Q: I would like to know why the government believes it’s fair to give full benefits to people who never put their boots on the ground in Iraq or Afghanistan after 9/11. What it means is a National Guard/Reserve soldier with an honorable discharge can serve three tours of six to 8 months each and still not equal 36 months needed for 100% Post 9/11 GI Bill. Someone needs to speak out. I not saying this because I want a hand out, I’m saying it because the benefit is not being proportionately divided among those who deserve it…I think …What do you think?

A: What do I think? I think you are severely mis-informed. For one, Selected Reservists (SELRES, which include National Guard and Reserve soldiers) generally deploy for 12 month-tours (at least they do in my Division), not the 6 to 8 months as noted in your question. And many soldiers have deployed multiple times to either or both referenced combat zones.

Two, for SELRES personnel, the Post 9/11 GI Bill is prorated by percentage of time served on Title 10 orders in support of a contingency operation. For example, a Selected Reservist with a one-year Title 10 order would still get 36 months of Post 9/11 GI Bill eligibility, but only at the 60% tier. Their tier percentage goes up 10% with each additional 6 months of Title 10 support contingency service.

By comparison, active duty personnel get 36 months of the Post 9/11 GI Bill at the 100% tier for three years of Title 10 service, but their service doesn’t necessarily have to be in support of a contingency operation.

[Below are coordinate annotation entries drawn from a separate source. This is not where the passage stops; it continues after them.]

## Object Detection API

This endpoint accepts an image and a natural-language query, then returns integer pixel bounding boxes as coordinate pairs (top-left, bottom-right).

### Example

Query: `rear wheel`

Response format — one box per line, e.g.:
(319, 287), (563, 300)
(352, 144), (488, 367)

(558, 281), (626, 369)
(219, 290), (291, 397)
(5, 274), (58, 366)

So they could get the maximum of 100% eligibility and 36 months of coverage for three years of service and never leave the United States.

Because coverage for SELRES members is prorated based on amount of time served on contingency Title 10 orders, I think the system is very fair. What would not be fair is if National Guard members and Reservists would get 100% coverage with less than three years served on qualifying orders.